Castle Skull, first published in 1931, is a detective story by John Dickson Carr which features Carr's first series detective, Henri Bencolin. This novel is a mystery of the type known as a whodunnit.

Plot summary

Around the start of the 20th century, a shadowy stage magician named Maleger tours the world, performing feats so mysterious and hideous that his act frightens children and even adults. In 1912, he purchases the famous Schloss Schadel, or "Castle Skull", on the banks of the Rhine River in Germany, and he transforms the ruin into a nightmarish place consistent with its terrifying history (including scenes of torture, insanity and suicide). Maleger later disappears on a train trip, and partial remains found in the Rhine are officially identified as his. Suspicions swirl around the case, with conflicting theories that the magician died in an accident, committed suicide, was murdered, or even faked his own death.

In the years afterward, the magician becomes an almost legendary figure, and the castle endures as a grim landmark. Meanwhile, two of Maleger's very few friends become famous in their own right. One of these is American actor Myron Alison, who owns a large home just across the river from Castle Skull. The other is Belgian financier Jérôme D'Aunay, one of the world's richest men. One night in the late 1920s, Alison pays a mysterious visit to the castle, where he is spotted running in distress. Help arrives too late, but it's clear that he was murdered -- first shot, then doused in kerosene and set afire. D'Aunay, expressing fears that others will die, hires legendary Paris detective Henri Bencolin and his associate Jeff Marle to investigate the bizarre slaying.

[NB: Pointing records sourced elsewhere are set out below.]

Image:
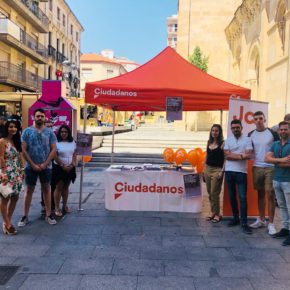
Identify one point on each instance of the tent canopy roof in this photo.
(166, 75)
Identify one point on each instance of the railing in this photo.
(52, 51)
(12, 72)
(32, 43)
(10, 28)
(36, 11)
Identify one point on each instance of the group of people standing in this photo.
(271, 173)
(50, 158)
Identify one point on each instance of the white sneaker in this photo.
(23, 222)
(271, 229)
(50, 219)
(258, 224)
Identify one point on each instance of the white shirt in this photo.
(262, 142)
(65, 151)
(237, 146)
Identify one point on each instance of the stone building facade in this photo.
(258, 37)
(202, 23)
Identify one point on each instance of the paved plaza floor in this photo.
(98, 249)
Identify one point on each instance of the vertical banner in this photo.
(244, 110)
(192, 185)
(173, 108)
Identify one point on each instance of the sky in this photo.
(135, 29)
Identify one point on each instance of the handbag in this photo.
(6, 189)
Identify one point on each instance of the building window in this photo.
(281, 22)
(50, 5)
(58, 13)
(175, 27)
(87, 73)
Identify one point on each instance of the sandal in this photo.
(216, 219)
(58, 212)
(66, 210)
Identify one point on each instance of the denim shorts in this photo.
(31, 176)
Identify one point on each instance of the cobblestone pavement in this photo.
(98, 249)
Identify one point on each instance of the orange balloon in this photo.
(180, 156)
(201, 158)
(168, 155)
(87, 159)
(199, 150)
(192, 157)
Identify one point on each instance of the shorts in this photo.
(31, 176)
(262, 178)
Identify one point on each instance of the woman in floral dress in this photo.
(12, 163)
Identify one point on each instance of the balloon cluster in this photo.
(194, 157)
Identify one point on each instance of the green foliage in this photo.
(198, 59)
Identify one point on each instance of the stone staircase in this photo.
(146, 145)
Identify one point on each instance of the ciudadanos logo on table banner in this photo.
(124, 187)
(111, 92)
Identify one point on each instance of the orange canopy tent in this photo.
(166, 75)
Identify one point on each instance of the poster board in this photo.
(84, 144)
(174, 108)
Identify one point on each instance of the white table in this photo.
(149, 191)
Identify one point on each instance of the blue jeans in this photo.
(237, 180)
(282, 191)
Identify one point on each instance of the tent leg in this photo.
(83, 163)
(113, 138)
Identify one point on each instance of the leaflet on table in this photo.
(136, 167)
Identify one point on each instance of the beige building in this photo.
(258, 36)
(64, 45)
(95, 67)
(172, 25)
(202, 23)
(34, 44)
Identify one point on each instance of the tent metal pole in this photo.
(113, 138)
(83, 163)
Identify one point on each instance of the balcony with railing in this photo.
(31, 12)
(51, 52)
(14, 36)
(60, 58)
(15, 76)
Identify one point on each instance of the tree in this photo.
(198, 59)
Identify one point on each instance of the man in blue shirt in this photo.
(280, 156)
(39, 148)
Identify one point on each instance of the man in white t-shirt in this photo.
(262, 139)
(238, 150)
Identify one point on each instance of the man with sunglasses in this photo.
(262, 139)
(39, 148)
(279, 155)
(238, 150)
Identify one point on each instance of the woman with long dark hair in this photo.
(63, 171)
(12, 164)
(213, 172)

Bencolin, who sets up his headquarters in Alison's former home, finds himself dealing with a weird cast of suspects and an array of seemingly incomprehensible clues. He also has to re-examine old rumors about what really happened to Maleger years before. Because the case has attracted so much publicity, Bencolin has to compete in his investigation with Germany's greatest detective, who was once his rival in wartime espionage.